Andrea Lira in collaboration with Marisa Benji, RHYTHMS, 2013; Video and animation; Courtesy of the artist
Andrea Lira in collaboration with Marisa Benji, RHYTHMS, 2013; Video and animation; Courtesy of the artist

3. As an artist, what is your most essential tool? Why?
First of all, observation, and then a passion for the act of drawing and understanding the world through images. The more I observe, the more I can connect concepts and forms. Then, drawing, because of its flexibility and expressiveness. Everybody can relate to this language, we have all drawn at some point in our lives, I drew before I started to talk. Drawing always surprises me. I can pull images from the unconscious, memories, trace gestures, visualized complex patterns, emotions, music, or drawings with different materials. The important thing is the action of making a personal mark that will reflect your personality, a rhythm, a unique gesture. It is sometimes a form of meditation and similar to writing, I can express my ideas faster with a pencil.
4. Who or what are your sources of inspiration and/or influence?
Most of my inspiration comes from nature and our relationship to it. But my first influence was my father, who as a surgeon taught me to observe trees and flowers, and to appreciate insects and the fragility of the human body. We could spend hours drawing and talking about a bone.
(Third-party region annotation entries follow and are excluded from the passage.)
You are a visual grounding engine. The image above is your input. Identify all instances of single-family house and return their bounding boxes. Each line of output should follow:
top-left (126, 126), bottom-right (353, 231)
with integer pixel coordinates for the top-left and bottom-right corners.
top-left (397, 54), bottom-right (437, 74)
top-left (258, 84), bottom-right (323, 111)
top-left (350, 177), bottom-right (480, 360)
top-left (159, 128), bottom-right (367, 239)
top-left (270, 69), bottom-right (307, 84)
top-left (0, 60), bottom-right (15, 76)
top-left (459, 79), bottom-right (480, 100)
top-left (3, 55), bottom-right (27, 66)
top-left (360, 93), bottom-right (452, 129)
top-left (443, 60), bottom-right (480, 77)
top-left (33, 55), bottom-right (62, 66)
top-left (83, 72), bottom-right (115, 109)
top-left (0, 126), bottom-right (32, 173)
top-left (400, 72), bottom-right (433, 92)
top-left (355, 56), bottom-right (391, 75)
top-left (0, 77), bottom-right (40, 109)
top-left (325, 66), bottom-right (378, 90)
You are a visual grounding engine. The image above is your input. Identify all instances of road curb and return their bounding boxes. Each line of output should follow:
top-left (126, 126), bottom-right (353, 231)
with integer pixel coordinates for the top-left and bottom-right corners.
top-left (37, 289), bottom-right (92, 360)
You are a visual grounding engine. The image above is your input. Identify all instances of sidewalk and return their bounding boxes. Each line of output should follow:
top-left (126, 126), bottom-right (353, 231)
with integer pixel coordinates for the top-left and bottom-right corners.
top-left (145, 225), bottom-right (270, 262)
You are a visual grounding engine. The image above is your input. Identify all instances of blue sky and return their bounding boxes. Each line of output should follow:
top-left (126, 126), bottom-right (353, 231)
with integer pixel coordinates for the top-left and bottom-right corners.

My world is also inspired by movement, the language of the body, dance, and sound. I was influenced by performance artists such as Bruce Nauman, Gordon Matta-Clark, and Trisha Brown, who used their bodies as tools and were constantly experimenting. Then I felt very connected with minimalist artist Agnes Martin, who can express a very powerful emotion through a simple line and color. Her work can translate the beauty and peace that I find in nature. But overall, my influences are constantly changing. I am now reading a very interesting book by Manuel Lima that talks about how we understand data and information graphically.
5. What’s the last exhibition you saw that you had a strong reaction to?
The last exhibition I saw was a retrospective of Yayoi Kusama, who experimented with multiple mediums and really took control of her career as an outsider and independent artist in New York during the ’70s. Her body of work is fascinating, from her early giant Minimalist paintings to her performances and colorful installations. She had a very rich personal world and was not afraid of exhibiting her fears, political views, obsessions about the body, sex, and even fashion statements. She used the media and the press as another outlet to convey her messages. Finally, she moved back to Japan to reinvent herself as an artist in a completely changed country, where she has voluntarily lived in a mental institution. Her art was not only her profession, but maybe a type of therapy to understand and cope with her own persona. In one way or another, we want to make art so we can see beyond our physical lives and truly try to understand the mind and our deepest emotions.